We provide two bash scriptsresnet20-experiments.sh and simplenet-experiments.sh which implements the full-precision / 1-bit weight quantization / 1-to-N-bit activation quantization of ResNet-20 and a simple CNN. To replicate our experimental results, you can simply run:
bash resnet20-experiments.sh
bash simplenet-experiments.sh
main.py
implements the training of full-precision, weight-quantized and activation-quantized model.
The arguments are:
-h, --help Show help message.
# Data
-d, --dataset DATASET Dataset to train on. Choose from cifar10/imagenet/mnist.
-b, --batch-size Batch size for training.
-j, --workers WORKERS Number of data loader workers.
--scale_size Size of validation images. Default is 256 (for ImageNet). Set to 32 for CIFAR-10.

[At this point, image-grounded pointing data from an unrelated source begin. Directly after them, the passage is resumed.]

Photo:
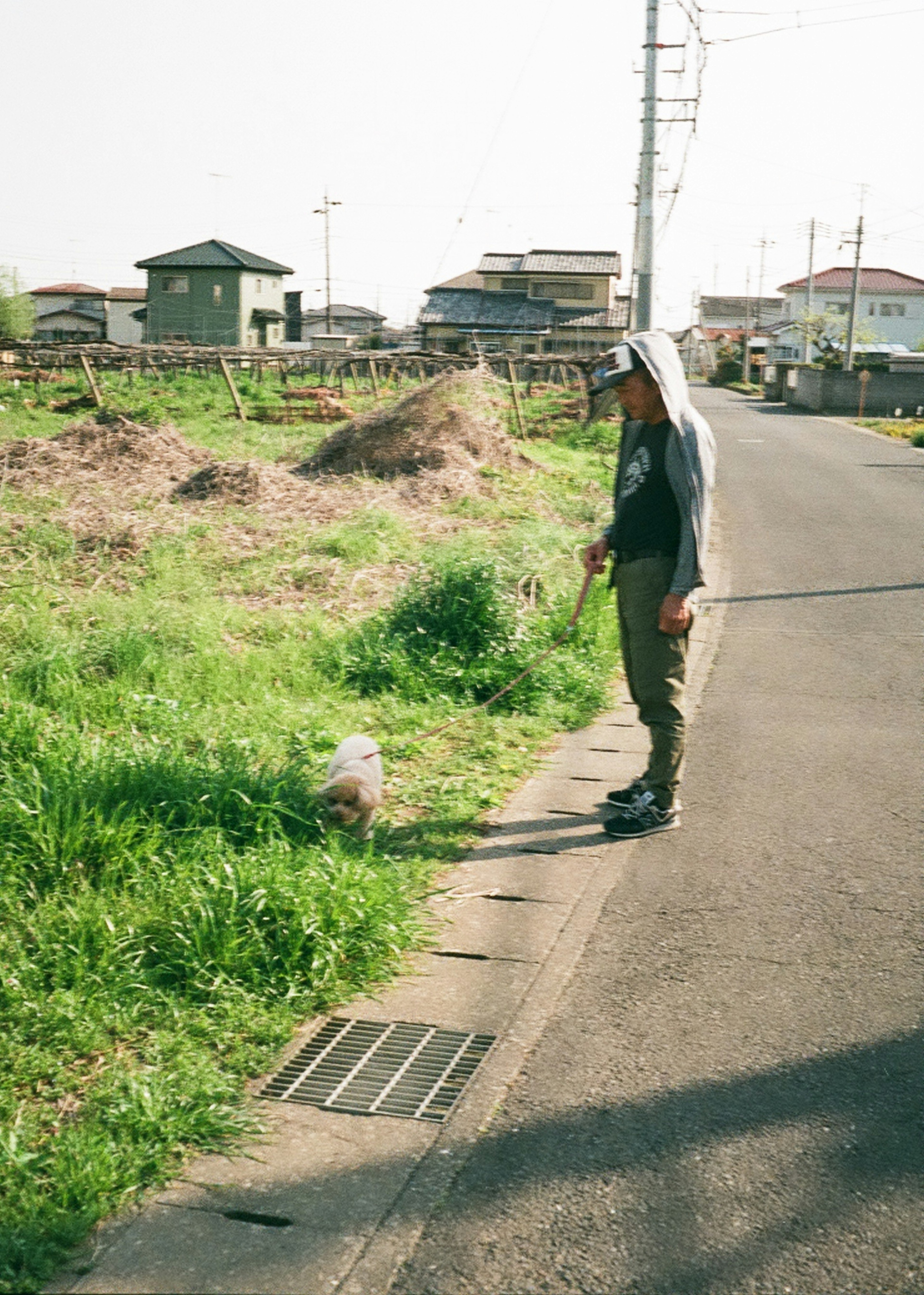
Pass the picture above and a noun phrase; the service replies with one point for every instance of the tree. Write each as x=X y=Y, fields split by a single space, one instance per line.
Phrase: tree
x=829 y=335
x=17 y=311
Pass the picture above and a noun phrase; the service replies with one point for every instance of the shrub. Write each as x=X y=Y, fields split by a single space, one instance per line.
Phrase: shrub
x=458 y=632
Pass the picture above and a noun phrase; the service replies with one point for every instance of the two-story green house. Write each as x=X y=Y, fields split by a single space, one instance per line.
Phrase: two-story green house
x=216 y=294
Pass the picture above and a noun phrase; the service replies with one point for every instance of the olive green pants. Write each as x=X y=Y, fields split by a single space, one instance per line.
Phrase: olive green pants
x=656 y=669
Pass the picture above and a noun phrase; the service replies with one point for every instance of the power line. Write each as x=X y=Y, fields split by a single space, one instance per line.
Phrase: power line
x=802 y=26
x=493 y=140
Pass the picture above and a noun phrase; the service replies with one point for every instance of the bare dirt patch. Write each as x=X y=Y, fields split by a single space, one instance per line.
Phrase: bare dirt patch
x=138 y=459
x=450 y=425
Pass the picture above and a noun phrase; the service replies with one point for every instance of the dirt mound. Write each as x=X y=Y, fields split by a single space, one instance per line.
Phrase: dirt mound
x=138 y=459
x=450 y=424
x=230 y=482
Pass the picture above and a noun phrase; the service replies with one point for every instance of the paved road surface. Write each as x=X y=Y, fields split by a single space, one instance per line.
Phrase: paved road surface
x=730 y=1095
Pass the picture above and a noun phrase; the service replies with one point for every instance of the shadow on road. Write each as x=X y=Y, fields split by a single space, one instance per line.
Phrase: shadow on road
x=817 y=594
x=680 y=1166
x=865 y=1106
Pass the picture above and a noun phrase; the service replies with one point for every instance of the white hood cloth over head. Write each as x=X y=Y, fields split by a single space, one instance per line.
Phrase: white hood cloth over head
x=690 y=459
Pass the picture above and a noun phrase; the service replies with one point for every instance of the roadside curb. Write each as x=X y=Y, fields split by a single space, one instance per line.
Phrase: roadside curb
x=359 y=1192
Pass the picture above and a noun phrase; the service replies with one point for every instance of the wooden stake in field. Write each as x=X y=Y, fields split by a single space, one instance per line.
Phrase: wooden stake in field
x=864 y=385
x=518 y=407
x=232 y=389
x=91 y=380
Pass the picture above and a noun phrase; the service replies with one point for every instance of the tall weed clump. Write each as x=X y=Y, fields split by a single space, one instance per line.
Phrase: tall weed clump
x=165 y=919
x=458 y=632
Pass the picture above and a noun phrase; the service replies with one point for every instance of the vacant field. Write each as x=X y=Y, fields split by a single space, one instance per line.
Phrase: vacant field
x=188 y=630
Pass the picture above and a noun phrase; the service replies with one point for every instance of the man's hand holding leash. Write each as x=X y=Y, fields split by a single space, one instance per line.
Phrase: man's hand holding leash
x=676 y=613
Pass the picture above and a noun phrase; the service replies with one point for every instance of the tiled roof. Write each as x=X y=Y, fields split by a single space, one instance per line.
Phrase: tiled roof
x=720 y=307
x=471 y=279
x=615 y=318
x=544 y=261
x=734 y=335
x=71 y=291
x=343 y=313
x=213 y=254
x=840 y=278
x=501 y=262
x=64 y=311
x=468 y=307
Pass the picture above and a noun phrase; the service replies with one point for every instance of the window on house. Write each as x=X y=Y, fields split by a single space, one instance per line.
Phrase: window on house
x=575 y=292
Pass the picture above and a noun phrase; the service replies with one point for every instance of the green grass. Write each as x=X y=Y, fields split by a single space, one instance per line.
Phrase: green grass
x=173 y=902
x=903 y=429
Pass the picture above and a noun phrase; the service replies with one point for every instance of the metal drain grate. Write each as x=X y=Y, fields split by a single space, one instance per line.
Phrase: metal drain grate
x=371 y=1068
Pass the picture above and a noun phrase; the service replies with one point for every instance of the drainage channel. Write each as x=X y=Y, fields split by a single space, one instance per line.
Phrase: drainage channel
x=372 y=1068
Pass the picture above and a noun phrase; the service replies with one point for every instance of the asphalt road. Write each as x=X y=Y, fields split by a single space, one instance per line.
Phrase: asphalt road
x=730 y=1096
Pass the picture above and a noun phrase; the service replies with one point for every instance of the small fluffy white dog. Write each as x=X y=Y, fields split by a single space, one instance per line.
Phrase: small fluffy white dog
x=354 y=785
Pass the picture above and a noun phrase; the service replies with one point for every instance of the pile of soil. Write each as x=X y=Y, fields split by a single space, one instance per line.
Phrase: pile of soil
x=451 y=424
x=230 y=482
x=129 y=456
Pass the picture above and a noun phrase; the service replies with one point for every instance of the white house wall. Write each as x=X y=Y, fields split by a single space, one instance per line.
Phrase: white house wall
x=270 y=298
x=908 y=328
x=120 y=324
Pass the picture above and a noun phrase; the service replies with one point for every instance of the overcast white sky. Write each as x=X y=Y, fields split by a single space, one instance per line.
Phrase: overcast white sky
x=520 y=117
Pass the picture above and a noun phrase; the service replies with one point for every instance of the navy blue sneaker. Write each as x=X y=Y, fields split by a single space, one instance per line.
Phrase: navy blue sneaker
x=626 y=798
x=642 y=819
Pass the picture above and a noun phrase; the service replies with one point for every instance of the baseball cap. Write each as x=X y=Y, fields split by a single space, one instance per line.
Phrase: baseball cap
x=622 y=361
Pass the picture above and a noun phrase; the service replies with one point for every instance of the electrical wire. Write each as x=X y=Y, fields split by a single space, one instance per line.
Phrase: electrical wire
x=493 y=140
x=803 y=26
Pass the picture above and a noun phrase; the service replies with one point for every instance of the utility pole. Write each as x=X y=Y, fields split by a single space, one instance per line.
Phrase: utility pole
x=746 y=340
x=326 y=212
x=645 y=214
x=810 y=287
x=854 y=289
x=764 y=244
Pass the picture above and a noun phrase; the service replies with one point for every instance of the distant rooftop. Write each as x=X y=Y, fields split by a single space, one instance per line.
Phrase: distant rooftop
x=471 y=279
x=213 y=254
x=341 y=313
x=719 y=307
x=514 y=311
x=840 y=278
x=71 y=291
x=545 y=261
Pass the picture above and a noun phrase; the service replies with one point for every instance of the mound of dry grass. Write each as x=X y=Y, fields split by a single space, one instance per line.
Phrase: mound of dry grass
x=137 y=459
x=450 y=425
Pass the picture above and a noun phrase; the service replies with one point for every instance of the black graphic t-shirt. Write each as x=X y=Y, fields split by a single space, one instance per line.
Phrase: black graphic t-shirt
x=648 y=513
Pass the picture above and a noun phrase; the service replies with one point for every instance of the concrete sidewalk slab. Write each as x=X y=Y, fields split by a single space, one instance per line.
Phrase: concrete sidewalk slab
x=335 y=1202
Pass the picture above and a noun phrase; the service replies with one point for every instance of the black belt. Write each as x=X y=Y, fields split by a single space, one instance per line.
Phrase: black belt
x=634 y=555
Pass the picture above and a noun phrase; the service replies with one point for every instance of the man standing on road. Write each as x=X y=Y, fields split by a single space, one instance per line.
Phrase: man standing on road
x=663 y=503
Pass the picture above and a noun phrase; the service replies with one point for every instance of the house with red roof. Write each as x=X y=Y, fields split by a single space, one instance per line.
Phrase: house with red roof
x=891 y=306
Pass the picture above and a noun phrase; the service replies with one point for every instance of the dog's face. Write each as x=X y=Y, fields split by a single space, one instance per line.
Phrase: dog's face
x=349 y=798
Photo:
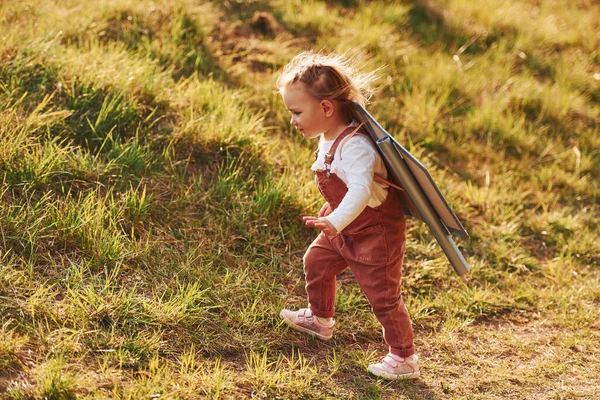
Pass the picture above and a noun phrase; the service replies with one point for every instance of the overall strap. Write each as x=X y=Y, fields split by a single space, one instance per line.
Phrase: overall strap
x=347 y=133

--img_size IMG_SIZE Size of training images. Default is 256 (for ImageNet). Set to 32 for CIFAR-10.
# Model/Training
-a, --arch ARCH CNN architecture name. Choose from alexnet/resnet110/resnet1202/resnet18/resnet20/resnet32/resnet34/resnet44/resnet50/resnet56/simplenet
--adam Set this flag to Use Adam optimizer or not (use SGD instead).
--lr LR Initial learning rate. Default is 0.001.

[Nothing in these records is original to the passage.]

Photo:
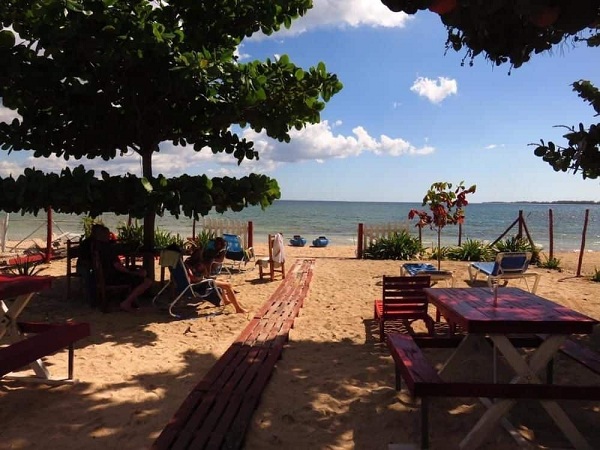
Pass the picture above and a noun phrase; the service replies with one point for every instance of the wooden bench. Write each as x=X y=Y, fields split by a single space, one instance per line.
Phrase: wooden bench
x=578 y=353
x=423 y=381
x=48 y=339
x=218 y=411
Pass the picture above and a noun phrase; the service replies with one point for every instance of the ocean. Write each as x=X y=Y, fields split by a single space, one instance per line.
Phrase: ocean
x=338 y=221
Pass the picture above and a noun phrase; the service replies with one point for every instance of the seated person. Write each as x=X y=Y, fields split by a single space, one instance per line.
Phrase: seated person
x=225 y=287
x=115 y=273
x=201 y=260
x=84 y=266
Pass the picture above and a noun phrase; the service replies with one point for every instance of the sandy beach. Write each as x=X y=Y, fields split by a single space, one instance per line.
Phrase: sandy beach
x=333 y=388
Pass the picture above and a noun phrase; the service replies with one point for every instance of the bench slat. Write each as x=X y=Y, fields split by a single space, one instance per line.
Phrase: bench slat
x=218 y=411
x=30 y=349
x=411 y=362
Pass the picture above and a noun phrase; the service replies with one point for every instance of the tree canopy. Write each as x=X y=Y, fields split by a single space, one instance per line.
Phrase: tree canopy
x=511 y=32
x=102 y=78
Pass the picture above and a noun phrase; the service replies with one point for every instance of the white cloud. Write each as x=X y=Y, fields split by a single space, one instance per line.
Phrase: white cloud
x=344 y=13
x=435 y=90
x=317 y=142
x=10 y=168
x=7 y=115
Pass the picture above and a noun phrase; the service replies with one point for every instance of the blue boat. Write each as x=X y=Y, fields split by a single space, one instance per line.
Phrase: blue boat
x=321 y=241
x=297 y=241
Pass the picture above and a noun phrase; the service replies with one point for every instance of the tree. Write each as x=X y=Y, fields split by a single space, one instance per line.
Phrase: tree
x=508 y=31
x=447 y=207
x=102 y=78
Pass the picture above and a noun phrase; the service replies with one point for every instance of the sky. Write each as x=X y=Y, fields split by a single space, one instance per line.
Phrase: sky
x=409 y=115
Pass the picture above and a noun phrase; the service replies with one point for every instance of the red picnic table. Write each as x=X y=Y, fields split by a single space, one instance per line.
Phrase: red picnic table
x=48 y=339
x=516 y=312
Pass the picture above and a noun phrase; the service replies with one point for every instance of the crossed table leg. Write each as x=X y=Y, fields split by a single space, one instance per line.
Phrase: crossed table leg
x=526 y=372
x=8 y=326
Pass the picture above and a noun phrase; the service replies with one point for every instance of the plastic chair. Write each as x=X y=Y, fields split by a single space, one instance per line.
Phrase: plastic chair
x=507 y=266
x=204 y=290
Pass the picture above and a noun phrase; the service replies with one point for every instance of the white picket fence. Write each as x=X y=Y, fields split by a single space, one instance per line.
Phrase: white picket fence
x=373 y=232
x=220 y=226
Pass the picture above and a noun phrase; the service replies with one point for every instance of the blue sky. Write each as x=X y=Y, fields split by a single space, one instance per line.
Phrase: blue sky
x=408 y=116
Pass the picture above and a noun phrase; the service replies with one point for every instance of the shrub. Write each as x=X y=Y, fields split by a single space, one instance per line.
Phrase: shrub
x=25 y=266
x=471 y=250
x=442 y=252
x=163 y=239
x=131 y=234
x=400 y=245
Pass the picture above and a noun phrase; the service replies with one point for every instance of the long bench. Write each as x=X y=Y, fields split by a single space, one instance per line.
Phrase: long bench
x=423 y=381
x=219 y=409
x=48 y=339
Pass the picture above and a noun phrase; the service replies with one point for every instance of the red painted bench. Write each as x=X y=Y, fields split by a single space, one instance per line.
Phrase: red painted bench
x=47 y=339
x=219 y=409
x=423 y=381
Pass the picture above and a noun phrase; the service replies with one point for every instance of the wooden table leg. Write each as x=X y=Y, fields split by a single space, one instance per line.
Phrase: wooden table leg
x=526 y=372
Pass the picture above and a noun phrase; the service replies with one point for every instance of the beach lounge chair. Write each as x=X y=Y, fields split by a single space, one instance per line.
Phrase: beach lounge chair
x=507 y=266
x=276 y=260
x=236 y=251
x=204 y=290
x=403 y=300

--momentum MOMENTUM Momentum for SGD optimizer.. Default is 0.9.
--weight-decay WEIGHT_DECAY Weight decay for SGD optimizer.. Default is 1e-4.
--decay_steps [DECAY_STEPS [DECAY_STEPS ...]] Milestones(epoch numbers) for learning rate decay. The learning rate will be timed 0.1 at each milestone.
--pretrained PATH Path to a pre-trained checkpoint. Use this argument only at the first quantization training.
--resume PATH Path to a quantization-trained checkpoint. Use this argument for further quantization training.
--resume_epoch RESUME_EPOCH Epoch number to resume from.
--evaluate Set this flag to only evaluate and do not train.
--epochs EPOCHS Total number of training epochs.
--start_save START_SAVE Number of training epochs to start saving checkpoint. Default is 0.
--seed SEED Random seed. Default is 1.
--print-freq PRINT_FREQ Frequency of printing training log. Default is 1.
--print-info PRINT_INFO Frequency of printing model info and gradient info. Default is 10.
--data-dir PATH Path to the datasets. Default is './data'.
--logs-dir PATH Path to save the logs. Default is './logs'.
# Quantization
--qw Set this flag to quantize weights. If '--train_qw' is set, this argument is ignored.
--train_qw Set this flag to train weight quantization.
--qa Set this flag to quantize activations. If '--train_qa' is set, this argument is ignored.
--train_qa Set this flag to train activation quantization
--wk WK Number of bits for weight quantization. Expected a positive integer or a string in '3-pm-2'/'3-pm-4' (denoting 3(±2) and 3(±4)).
--ak AK Number of bits for activation quantization. Expected a positive integer.
-T, --temperature TEMPERATURE Temperature for sigmoidT function. Default is 10.
--qa_gamma QA_GAMMA The gamma value for definition of outliers in activation quantization. Expected a floating number in range [0, 0.5). Default is 0.0027 (3-sigma).
--qa_sample_batch_size Batch size for initialization of activation quantization.
--freeze_bn Set this flag to freeze BN layers while activation quantization training.
Note:
- The higher bits, the lower initial learning rates.
- ResNet-20/32/44/56/110/1202 are designed for CIFAR-10, while ResNet-18/34/50 are designed for ImageNet. They support different image sizes. Networks designed for ImageNet (e.g. ResNet-18) does not work well on CIFAR-10.